BY CHRIS MCNULTY
WHEN Jim McGuinness was introduced to Ronny Deila and spent a couple of hours in his company he was impressed.
Deila’s appointment as the new manager of Celtic last week caused a stir in the football world. The 38-year-old led unfancied Stromsgodset to the Norwegian League title last season, but his stock outside of Norway was relatively unknown.
McGuinness was ahead of the curve. He and Deila had an unlikely ally – former Finn Harps midfielder Fergal Harkin.
Last October, on the night Celtic played Barcelona in the Champions League at Celtic Park, Deila watched from one of the boxes as Cesc Fabregas struck the match-winner in a one-nil win for the Spaniards. Earlier that day, Deila took in the Under-19 game between Celtic and Barcelona. The previous night he watched Manchester City play Bayern Munich.
Ballyliffin native Harkin, who played for Harps and Bohemians, is the Scouting and Recruitment Operations Manager at Manchester City. It was through City’s strong links with Stromsgodset that Harkin met the colourful Deila and on their brief visit to Glasgow McGuinness got an insight into a man who is now his new boss in Scotland.

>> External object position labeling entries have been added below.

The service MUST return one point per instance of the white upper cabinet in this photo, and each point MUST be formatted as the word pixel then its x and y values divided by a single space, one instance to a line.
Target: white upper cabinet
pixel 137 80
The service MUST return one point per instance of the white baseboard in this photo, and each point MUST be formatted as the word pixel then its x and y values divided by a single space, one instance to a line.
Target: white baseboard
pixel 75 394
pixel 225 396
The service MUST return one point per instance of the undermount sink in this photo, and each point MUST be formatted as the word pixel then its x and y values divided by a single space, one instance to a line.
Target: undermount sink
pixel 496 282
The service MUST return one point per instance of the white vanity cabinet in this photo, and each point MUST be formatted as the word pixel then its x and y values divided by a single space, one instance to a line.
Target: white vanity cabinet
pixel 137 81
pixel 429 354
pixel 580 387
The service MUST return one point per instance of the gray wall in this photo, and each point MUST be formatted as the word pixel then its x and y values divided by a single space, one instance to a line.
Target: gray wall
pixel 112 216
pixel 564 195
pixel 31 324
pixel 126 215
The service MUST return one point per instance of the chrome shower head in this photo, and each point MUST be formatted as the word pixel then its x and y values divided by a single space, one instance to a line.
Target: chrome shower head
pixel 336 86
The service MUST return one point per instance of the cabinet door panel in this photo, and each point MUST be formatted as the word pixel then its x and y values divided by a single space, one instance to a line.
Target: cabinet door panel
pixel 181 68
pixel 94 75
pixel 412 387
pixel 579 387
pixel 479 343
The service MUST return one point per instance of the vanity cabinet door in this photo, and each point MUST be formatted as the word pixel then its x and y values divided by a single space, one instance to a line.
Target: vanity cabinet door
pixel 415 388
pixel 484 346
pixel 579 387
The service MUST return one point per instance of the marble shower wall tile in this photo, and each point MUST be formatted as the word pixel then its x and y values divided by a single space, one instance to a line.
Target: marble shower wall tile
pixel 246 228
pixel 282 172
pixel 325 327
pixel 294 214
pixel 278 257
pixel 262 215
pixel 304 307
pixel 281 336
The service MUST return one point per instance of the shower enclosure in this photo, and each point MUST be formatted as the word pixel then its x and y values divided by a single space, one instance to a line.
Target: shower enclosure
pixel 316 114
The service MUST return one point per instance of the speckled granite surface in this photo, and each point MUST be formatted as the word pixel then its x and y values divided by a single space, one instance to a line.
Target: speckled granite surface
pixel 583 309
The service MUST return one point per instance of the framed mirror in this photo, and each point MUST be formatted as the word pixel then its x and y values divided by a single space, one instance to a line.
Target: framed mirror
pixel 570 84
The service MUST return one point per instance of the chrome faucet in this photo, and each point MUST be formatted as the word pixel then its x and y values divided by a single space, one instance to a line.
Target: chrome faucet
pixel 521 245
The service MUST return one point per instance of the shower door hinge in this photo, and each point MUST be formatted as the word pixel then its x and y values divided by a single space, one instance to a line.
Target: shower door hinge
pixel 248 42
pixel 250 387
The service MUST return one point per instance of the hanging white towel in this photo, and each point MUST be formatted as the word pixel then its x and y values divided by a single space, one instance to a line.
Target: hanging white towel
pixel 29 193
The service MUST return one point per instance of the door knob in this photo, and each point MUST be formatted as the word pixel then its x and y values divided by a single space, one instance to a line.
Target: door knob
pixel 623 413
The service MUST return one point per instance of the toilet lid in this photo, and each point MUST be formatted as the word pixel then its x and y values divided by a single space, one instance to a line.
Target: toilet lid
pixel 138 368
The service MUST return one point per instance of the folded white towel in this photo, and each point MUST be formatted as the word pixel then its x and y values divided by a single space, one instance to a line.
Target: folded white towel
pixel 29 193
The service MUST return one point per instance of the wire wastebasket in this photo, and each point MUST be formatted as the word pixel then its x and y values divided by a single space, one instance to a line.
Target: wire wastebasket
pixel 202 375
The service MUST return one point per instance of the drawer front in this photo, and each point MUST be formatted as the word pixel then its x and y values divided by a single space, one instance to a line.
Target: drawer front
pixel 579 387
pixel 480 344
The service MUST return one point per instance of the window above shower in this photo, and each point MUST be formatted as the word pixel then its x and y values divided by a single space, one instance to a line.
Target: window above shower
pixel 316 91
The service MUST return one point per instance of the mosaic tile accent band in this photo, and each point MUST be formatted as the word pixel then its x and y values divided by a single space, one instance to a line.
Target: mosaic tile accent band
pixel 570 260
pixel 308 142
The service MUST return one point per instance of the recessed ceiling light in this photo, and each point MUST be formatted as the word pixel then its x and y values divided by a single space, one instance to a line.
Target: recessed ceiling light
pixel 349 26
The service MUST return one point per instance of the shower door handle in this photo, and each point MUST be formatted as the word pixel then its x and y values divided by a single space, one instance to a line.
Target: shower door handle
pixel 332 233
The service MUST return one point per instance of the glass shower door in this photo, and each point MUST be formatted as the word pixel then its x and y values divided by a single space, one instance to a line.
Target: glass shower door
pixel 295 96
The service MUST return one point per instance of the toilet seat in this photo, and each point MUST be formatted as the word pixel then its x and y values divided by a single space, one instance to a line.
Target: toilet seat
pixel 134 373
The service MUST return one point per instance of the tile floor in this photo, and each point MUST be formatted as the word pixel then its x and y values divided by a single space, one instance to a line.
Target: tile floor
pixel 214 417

“I spent an evening with him at a Champions League game,” said McGuinness, employed as a performance consultant with Celtic.
“Fergal had him up and arranged for us to meet. I spent a couple of hours in his company so it’s nice now to already have had that initial introduction.
“He is a very interesting man. He was very interested in what I was doing, in both sports. He is a very focussed and very determined man. He’s very forward thinking and has some really interesting ideas. I knew that he was already highly-rated. I’m looking forward to working with him.”
Deila has taken charge of the Hoops on a twelve-month, rolling contract having succeeded Neil Lennon, who confirmed that he had ear-marked the Norwegian as a possible number two when Johan Mjallby announced that he was leaving.
McGuinness is currently on holiday from his position at Celtic, but will return in the coming weeks for pre-season. The Glenties man was recruited in 2012, just after guiding Donegal to All-Ireland glory. Lennon attended Donegal’s final win over Mayo and was present at the subsequent banquet in Dublin’s Burlington Hotel.
Lennon hails from Lurgan and played at minor level for Armagh. Both he and Dermot Desmond, Celtic’s majority shareholder, were impressed by McGuinness’s work with Donegal and offered him a position, based at the club’s Lennoxtown training complex.
The likes of Tony Watt and Dylan McGeouch have worked with McGuinnness, whose role was explained recently by Celtic’s Academy chief Chris McCart, who said: “We brought in Jim McGuinness two seasons ago to see if we could get a stronger mindset into the younger players.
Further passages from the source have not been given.